Mass Spectrometry in Protein Analysis

  • MS measures mass-to-charge ratios of ions to create spectra specific for protein identification.

  • Highly accurate and sensitive; can combine with LC for automation.

  • Tandem MS (MS/MS): Increases sample resolution.

  • Key ionization techniques:

    • Electrospray Ionization (ESI)

    • Matrix-Assisted Laser Desorption/Ionization (MALDI)


Example Applications of Mass Spectrometry

  • Rapid and affordable screening of blood abnormalities such as haemoglobinopathies and pre-diabetes, demonstrating value in clinical laboratories.


Protein Quantification Techniques

  1. ICAT (Isotope Coded Affinity Tag):

    • Identifies and quantifies protein mixtures using chemical labels that label cysteine residues.

    • Enables analysis of low-abundance proteins, direct testing of mixed samples, allows comparison of protein expression changes under different conditions.

  2. Limitations of ICAT:

    • Database limitations and specific labeling constraints (only cysteine).

    • Potential errors in quantification.

  3. Proteome Analysis Approaches:

    • Top-Down: Intact proteins analyzed for isoforms and PTMs.
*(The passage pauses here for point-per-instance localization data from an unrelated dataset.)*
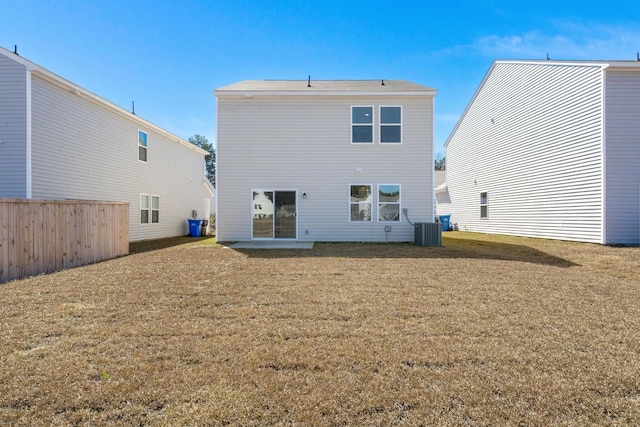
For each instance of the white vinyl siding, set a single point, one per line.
(82, 150)
(622, 157)
(532, 139)
(304, 142)
(362, 124)
(360, 203)
(13, 129)
(390, 124)
(142, 146)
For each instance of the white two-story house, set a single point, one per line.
(549, 149)
(60, 141)
(324, 160)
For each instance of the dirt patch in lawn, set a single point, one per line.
(486, 330)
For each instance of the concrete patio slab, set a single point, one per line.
(272, 244)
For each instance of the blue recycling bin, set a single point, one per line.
(194, 227)
(445, 220)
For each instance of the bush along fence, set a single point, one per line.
(43, 236)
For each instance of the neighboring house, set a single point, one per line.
(443, 201)
(550, 149)
(323, 160)
(60, 141)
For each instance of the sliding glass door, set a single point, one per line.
(274, 214)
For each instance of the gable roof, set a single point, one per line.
(325, 87)
(633, 65)
(80, 91)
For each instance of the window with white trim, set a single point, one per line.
(390, 124)
(389, 202)
(484, 205)
(155, 209)
(142, 146)
(360, 203)
(144, 209)
(361, 124)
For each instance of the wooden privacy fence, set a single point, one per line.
(43, 236)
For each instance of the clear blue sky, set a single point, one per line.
(168, 56)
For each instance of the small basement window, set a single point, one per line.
(155, 209)
(360, 203)
(389, 202)
(144, 209)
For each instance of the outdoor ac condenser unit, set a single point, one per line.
(428, 234)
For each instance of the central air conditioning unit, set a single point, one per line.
(428, 234)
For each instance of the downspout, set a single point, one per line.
(603, 136)
(29, 180)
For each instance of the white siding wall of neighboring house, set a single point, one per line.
(81, 150)
(531, 139)
(13, 128)
(622, 148)
(289, 143)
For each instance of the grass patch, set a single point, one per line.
(485, 330)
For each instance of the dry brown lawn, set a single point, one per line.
(486, 330)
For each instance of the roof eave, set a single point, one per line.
(80, 91)
(346, 93)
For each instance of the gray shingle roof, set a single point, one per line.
(326, 86)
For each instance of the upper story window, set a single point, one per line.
(142, 146)
(484, 205)
(155, 209)
(360, 203)
(390, 124)
(389, 202)
(362, 124)
(144, 209)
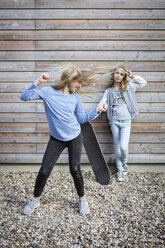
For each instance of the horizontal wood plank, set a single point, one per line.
(37, 158)
(106, 148)
(94, 97)
(82, 45)
(133, 65)
(82, 55)
(39, 66)
(39, 107)
(81, 14)
(102, 137)
(100, 127)
(17, 45)
(17, 4)
(18, 86)
(82, 24)
(82, 35)
(31, 76)
(82, 4)
(41, 117)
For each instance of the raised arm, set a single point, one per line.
(33, 92)
(136, 81)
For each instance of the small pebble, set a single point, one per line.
(127, 214)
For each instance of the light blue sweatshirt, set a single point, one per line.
(64, 112)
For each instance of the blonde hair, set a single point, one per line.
(63, 75)
(106, 75)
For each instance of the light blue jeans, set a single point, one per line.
(121, 134)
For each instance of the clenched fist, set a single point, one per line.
(42, 79)
(102, 107)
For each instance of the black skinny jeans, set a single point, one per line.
(52, 153)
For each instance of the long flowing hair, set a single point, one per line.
(62, 75)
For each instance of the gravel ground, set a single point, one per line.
(125, 214)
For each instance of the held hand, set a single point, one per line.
(42, 79)
(103, 107)
(128, 73)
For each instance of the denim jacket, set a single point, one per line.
(136, 83)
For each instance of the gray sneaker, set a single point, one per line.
(119, 176)
(125, 169)
(83, 207)
(29, 208)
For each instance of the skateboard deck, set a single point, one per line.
(95, 155)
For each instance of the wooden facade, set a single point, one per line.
(37, 35)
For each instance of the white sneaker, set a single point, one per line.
(29, 208)
(119, 176)
(83, 207)
(125, 169)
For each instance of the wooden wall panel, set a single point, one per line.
(36, 36)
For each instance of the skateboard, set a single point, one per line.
(95, 155)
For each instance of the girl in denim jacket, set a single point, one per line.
(122, 108)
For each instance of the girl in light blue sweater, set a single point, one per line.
(64, 111)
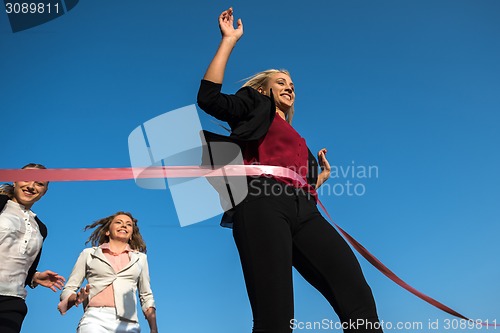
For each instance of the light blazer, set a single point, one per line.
(93, 266)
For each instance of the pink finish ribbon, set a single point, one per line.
(89, 174)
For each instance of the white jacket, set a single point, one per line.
(93, 266)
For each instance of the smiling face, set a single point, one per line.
(283, 90)
(121, 228)
(27, 193)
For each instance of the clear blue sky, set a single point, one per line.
(411, 88)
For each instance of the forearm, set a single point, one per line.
(323, 177)
(217, 67)
(151, 318)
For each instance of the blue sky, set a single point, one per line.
(411, 88)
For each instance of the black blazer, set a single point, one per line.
(43, 231)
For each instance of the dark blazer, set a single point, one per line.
(249, 114)
(43, 231)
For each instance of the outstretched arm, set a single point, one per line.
(230, 36)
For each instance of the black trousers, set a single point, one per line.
(12, 313)
(282, 228)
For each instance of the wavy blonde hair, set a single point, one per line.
(8, 189)
(260, 81)
(99, 237)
    • Bottom-Up (Shotgun): Proteins digested into peptides for analysis.


Functional Proteomics

  • Driven by genome sequencing efforts and aims to:

    • Determine biological functions of unknown proteins.

    • Investigate cellular mechanisms and signaling pathways.


Structural Proteomics

  • Determines the three-dimensional structure of proteins, crucial for understanding biochemical function and protein interaction mechanisms.

  • Techniques employed include:

    • X-ray Crystallography

    • Nuclear Magnetic Resonance (NMR) Spectroscopy

X-ray Crystallography
  • Determines atomic and molecular structure at nanometer resolution, providing visualization strengths for protein structures.

NMR Spectroscopy
  • Studies molecular interactions via radiofrequency electromagnetic radiation in strong magnetic fields.

    • Effective for protein sizes up to 350 amino acids without crystallization necessity.


Summary of Proteomic Technologies

  • Purification: Chromatographic techniques

  • Analysis: ELISA, Western blotting, protein microarray

  • Characterization: Gel-based approaches, mass spectrometry

  • Structural Analysis: X-ray crystallography, NMR spectroscopy

  • Quantification: ICAT, SILAC, iTRAQ

  • Bioinformatics Analysis requires integration of technologies for comprehensive data management.


Proteome Database Utilization

  • Public databases established for storing large volumes of data generated in studies; providing access such as:

    • GenBank: Protein sequence database.

    • RefSeq: Protein sequence database.

    • UniProt: Functional information database.

    • CATH: Evolution and categorization of proteins.